明日のことでも想像したのだろうか。もうすっかり機嫌が良くなったらしく、歯を見せなからにっこりと楽しそうに笑う。
その顔にこの横暴っぷりももはや可愛く思えてしまうのだから、ナマエもそうとうフロイドに甘いのだ。
「…そうね。じゃあ明日のデートのためにも、体力は温存しておきたいんだけど」
「は?それは無理」
あわよくばこのまま機嫌良く眠ってくれないかという願いを込めて遠回しにそう告げるも、ばっさり否定されてしまう。

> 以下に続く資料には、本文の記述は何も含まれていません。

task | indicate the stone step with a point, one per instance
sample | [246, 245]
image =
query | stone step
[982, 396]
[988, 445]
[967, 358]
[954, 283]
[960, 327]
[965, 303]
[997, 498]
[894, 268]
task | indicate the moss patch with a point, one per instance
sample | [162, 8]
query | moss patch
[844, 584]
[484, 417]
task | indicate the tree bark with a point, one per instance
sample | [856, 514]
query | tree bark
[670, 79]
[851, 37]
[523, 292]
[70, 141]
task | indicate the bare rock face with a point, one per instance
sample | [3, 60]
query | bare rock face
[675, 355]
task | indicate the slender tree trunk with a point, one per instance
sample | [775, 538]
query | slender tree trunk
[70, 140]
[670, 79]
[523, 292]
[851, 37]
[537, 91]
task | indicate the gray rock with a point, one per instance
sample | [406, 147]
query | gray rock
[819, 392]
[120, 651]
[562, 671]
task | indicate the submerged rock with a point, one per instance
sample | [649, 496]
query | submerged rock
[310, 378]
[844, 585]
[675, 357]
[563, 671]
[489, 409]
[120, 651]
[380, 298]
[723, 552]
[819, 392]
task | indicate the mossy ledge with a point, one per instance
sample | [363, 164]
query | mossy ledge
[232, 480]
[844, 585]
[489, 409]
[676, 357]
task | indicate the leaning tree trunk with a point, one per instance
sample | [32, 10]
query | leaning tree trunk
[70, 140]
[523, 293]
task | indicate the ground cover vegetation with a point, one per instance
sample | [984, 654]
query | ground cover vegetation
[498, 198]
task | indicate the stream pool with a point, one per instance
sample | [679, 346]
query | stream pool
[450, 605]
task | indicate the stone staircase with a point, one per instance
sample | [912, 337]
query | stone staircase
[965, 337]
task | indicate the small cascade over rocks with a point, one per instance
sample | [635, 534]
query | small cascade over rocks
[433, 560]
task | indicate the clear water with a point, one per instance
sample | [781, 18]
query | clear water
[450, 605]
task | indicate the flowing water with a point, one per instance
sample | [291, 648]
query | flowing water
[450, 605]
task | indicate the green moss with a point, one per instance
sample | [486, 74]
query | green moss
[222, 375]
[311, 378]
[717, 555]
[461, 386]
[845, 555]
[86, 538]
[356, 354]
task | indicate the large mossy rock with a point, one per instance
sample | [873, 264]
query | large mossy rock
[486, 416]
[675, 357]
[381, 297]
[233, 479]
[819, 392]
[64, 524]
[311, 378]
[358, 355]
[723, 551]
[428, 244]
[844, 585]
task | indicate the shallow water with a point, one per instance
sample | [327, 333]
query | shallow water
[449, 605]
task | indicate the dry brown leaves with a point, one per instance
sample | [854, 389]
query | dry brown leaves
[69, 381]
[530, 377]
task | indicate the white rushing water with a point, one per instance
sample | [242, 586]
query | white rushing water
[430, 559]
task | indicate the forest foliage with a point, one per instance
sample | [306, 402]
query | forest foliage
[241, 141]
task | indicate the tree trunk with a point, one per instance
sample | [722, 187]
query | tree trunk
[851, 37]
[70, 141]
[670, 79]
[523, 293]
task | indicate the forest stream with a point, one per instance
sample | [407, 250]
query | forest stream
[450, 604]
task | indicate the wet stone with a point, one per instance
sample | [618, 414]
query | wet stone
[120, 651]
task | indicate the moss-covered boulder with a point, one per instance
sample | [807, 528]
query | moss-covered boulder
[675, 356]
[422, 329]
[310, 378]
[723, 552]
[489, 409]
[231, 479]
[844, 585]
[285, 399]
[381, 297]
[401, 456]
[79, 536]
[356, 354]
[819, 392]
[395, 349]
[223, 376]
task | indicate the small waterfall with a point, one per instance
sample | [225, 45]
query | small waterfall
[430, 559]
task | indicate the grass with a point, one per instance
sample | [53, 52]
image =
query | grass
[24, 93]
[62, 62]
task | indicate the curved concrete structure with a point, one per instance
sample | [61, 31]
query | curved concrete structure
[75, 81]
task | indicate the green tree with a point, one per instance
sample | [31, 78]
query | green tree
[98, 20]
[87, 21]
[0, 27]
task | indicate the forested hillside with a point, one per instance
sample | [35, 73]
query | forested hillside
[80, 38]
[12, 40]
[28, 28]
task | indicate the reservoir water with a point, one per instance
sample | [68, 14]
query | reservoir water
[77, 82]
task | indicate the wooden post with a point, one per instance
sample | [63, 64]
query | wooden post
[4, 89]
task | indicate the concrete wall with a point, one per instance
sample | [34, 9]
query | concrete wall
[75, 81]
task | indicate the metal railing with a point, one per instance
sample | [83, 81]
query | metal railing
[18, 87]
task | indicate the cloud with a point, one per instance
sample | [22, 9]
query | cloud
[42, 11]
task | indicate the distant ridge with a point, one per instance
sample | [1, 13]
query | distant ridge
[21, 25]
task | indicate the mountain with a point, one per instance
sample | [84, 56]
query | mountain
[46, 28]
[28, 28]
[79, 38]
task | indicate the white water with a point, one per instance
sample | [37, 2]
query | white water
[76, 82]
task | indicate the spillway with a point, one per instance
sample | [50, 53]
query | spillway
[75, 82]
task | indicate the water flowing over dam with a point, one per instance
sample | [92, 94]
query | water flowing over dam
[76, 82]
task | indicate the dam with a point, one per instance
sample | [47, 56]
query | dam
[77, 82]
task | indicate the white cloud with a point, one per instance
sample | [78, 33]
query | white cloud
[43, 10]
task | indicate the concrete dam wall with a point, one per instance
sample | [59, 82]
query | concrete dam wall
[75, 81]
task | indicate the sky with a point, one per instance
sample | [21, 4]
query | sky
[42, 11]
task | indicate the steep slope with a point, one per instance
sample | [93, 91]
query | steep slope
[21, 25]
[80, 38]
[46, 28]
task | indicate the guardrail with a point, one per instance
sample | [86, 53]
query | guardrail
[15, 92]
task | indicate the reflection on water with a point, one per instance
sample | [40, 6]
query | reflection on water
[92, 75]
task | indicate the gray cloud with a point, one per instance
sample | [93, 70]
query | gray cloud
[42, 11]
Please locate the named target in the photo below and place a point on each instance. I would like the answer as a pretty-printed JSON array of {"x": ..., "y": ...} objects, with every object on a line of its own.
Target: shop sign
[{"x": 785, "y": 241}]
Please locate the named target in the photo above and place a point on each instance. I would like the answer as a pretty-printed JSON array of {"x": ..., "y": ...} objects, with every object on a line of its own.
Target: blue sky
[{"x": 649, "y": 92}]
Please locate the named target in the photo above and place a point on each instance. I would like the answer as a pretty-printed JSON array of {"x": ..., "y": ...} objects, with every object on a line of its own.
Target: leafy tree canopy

それどころか言葉にすることで乗り気にさせてしまったのか、濡れたシャツとパンツをいそいそとベッド下へ落としていき、あっという間に下着を残すのみにさせてしまった。
片や下着姿、片や素っ裸。もはや逃げることは叶わない状態に、ナマエはいよいよため息をつく。
「フロイドあなた…魔法薬渡しに来たとか言いつつ、結局これが目的だったのね」
「当たり前じゃーん。むしろぉ、夜久しぶりに部屋に来たら、それ以外に目的ってなくね?」
わりと最低な発言をしているということには、また機嫌を損ねかねない以上、目をつむった方が良さそうだ。
「それにナマエだってさぁ、もうその気なんだし。別にいいでしょ」
「っん、」
するりと胸へ添えられた手が、その柔らかさと硬さを堪能するように蠢く。思わず漏れた声に悔しさを感じながらも、鋭い歯の奥、赤く滑る舌が嬉しそうに蠢くものだから、ナマエは結局また反論を飲み込む他なかった。